The median Republican Congressional district now has a population density 11 times smaller than the median Democratic district[.]
Chart from here, which goes on to explain:
As shown in the chart above (in Log scale), there was a relatively strong positive correlation between density of congressional districts and the vote share of the Democratic candidate in the 2010 elections. Of densest quartile of districts with a race between a Democrat and a Republican — 105 of them, with a density of 1,935 people per square miles or more — the Democratic candidate won 89. Of the quartile of districts with the lowest densities — 98 people per square mile and below — Democratic candidates only won 23 races.

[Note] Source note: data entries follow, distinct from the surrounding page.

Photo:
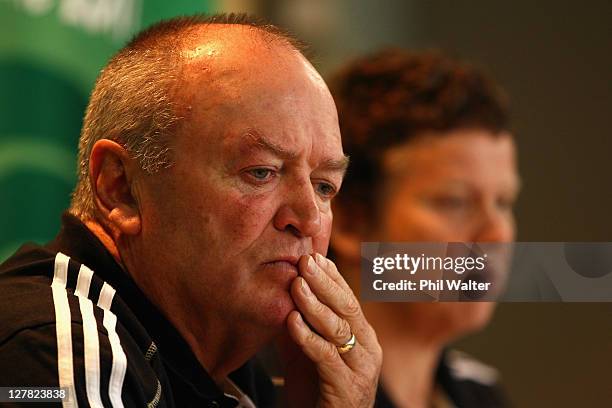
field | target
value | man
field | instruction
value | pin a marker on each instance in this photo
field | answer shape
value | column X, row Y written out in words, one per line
column 209, row 155
column 432, row 160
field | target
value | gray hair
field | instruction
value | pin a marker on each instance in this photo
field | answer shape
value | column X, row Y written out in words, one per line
column 133, row 101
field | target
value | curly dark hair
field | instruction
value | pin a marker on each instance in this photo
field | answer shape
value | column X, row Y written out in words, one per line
column 388, row 98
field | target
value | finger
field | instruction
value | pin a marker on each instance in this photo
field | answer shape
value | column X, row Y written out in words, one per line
column 317, row 349
column 325, row 354
column 332, row 271
column 320, row 317
column 341, row 301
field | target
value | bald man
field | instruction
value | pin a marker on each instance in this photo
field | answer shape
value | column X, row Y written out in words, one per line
column 208, row 159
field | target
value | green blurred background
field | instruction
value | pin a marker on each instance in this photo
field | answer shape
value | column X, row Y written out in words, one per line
column 553, row 57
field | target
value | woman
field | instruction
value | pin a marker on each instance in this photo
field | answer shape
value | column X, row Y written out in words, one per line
column 432, row 160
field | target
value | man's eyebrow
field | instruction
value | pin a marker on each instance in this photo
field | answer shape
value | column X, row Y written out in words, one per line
column 253, row 137
column 336, row 165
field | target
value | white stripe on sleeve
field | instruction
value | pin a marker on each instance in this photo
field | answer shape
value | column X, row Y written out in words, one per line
column 90, row 336
column 119, row 359
column 63, row 329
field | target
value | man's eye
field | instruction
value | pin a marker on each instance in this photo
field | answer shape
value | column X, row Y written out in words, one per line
column 261, row 173
column 326, row 189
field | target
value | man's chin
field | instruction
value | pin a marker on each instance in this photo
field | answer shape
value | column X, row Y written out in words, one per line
column 277, row 311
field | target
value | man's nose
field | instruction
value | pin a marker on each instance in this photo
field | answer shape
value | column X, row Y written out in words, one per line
column 299, row 212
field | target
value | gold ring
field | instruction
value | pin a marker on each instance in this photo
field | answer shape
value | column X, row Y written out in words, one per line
column 348, row 346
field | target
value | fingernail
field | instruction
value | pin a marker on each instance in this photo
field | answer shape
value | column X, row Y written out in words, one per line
column 312, row 267
column 304, row 287
column 320, row 259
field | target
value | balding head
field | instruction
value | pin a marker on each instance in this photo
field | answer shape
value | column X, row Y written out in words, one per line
column 138, row 100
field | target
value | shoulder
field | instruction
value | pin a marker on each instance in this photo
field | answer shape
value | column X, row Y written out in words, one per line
column 469, row 382
column 464, row 367
column 62, row 326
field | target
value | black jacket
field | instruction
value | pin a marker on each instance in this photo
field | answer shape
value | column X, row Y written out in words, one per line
column 70, row 316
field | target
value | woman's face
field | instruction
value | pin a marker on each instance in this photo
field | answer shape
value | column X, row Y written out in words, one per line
column 459, row 186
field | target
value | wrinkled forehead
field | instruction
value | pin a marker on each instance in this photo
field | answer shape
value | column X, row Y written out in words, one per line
column 232, row 85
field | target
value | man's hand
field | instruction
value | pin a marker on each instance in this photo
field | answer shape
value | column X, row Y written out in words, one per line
column 328, row 315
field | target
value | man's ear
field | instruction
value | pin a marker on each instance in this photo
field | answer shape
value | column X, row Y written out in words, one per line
column 346, row 238
column 112, row 174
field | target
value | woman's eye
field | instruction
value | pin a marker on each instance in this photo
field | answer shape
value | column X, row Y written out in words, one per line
column 505, row 204
column 451, row 202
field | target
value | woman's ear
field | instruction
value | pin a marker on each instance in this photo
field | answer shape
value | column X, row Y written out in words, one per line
column 112, row 173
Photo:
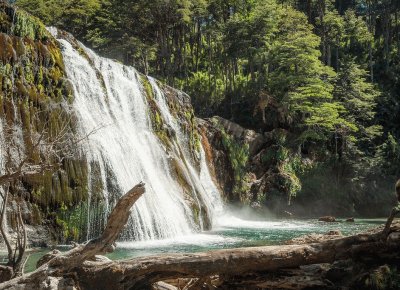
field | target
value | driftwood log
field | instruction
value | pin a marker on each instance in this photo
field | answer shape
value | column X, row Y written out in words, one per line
column 140, row 273
column 66, row 263
column 76, row 268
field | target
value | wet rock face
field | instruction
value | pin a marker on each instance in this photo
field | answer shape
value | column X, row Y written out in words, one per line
column 6, row 273
column 35, row 97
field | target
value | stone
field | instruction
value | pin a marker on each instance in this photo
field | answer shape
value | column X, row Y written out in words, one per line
column 328, row 219
column 47, row 257
column 6, row 273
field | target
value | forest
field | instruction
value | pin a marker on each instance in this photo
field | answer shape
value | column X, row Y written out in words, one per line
column 322, row 74
column 263, row 137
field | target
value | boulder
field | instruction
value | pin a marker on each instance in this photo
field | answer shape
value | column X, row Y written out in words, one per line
column 328, row 219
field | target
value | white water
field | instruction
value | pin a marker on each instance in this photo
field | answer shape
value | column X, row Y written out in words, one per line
column 127, row 147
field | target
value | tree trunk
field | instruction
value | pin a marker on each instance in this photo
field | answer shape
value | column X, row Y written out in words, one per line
column 65, row 263
column 141, row 273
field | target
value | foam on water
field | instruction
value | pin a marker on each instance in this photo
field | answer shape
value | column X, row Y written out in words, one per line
column 126, row 151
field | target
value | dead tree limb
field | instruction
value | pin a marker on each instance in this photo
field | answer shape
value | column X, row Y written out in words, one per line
column 63, row 264
column 140, row 273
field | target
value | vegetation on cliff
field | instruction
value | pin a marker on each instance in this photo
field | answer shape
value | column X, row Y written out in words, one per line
column 323, row 71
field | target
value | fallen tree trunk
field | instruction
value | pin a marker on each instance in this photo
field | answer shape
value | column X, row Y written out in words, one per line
column 65, row 263
column 140, row 273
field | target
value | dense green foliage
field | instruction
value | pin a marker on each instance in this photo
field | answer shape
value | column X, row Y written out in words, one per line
column 327, row 72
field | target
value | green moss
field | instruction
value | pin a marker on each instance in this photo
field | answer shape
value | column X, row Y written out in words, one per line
column 25, row 25
column 238, row 154
column 148, row 89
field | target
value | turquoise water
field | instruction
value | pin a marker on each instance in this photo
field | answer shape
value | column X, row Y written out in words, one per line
column 230, row 232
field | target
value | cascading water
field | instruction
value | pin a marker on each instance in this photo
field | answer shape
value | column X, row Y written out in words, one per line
column 126, row 150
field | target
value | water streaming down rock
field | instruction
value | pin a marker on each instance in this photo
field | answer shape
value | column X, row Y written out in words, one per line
column 126, row 150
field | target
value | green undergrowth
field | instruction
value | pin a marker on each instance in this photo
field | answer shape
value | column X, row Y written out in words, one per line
column 34, row 95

This is a pretty intense urban-rural divide. Shifts like those in Colorado which transferred rural Congressional Districts 3 and 4 from Blue Dog Democrats to Republicans no doubt made it more intense.
If you wanted to be more fine grained in your analysis, I also have no doubt that intraparty liberal-conservative divides would also show a meaningful connection to population density: moderate Republicans probably tend to be from more urban districts, while conservative Democrats probably tend to be from more rural districts.
I also suspect that further analysis would show that if you were took take more fine grained data, for example, census tracts, that average population density in a district would match the partisan split even more strongly. In other words, it is possible to have a large Congressional district in which most of the voters live in a densely populated central city or two, and a minority of voters live in outlying areas around the cities that house most of the people in the district. My expectation is that geographically large Congressional Districts in which most voters are crammed into central cities but there are large, barely populated outlying areas are more liberal than geographically large Congressional Districts with a steady low level of population densities (e.g. districts that have only small towns, rural areas and exurbs).
There is a credible argument that population density is indeed one of the prime drivers of partisan identity - that living in an urban area causes Democratic policies to make more sense, while living in a rural area causes Republican policies to make more sense.
One way to test that would be to look at changes in political ideology upon moving from an area that has high population density to one that has low population density and visa versa. If an individual's politics get more conservative when he or she moves to the country, and more liberal when he or she moves to the city, then the case for population density causing political identity would be supported (although one could also argue for neighborhood effects that are independent of population density in that scenario).
It is possible to argue for causes other than population density for this divide. For example, one could argue that it is farming, rather than population density that drives it. But, this would fail to explain why exurbanites are more conservative than outer ring suburbanites who in turn are more conservative than inner ring suburbanites who are in turn more conservative than central city residents, none of whom are involved in the farm economy. A population density explanation can also explain why cities like Columbus, Ohio, which have a large land area for their population, are more conservative politically than more densely populated cities like Denver.
One important caveat is that I am not at all sure that this relationship holds in all U.S. regions. In the South, partisan divides based on race and religion may swamp most population density effects, while in the North, I suspect that racial and religious divides merely reinforce the population density effects. There are many rural blacks in the South and few in the North.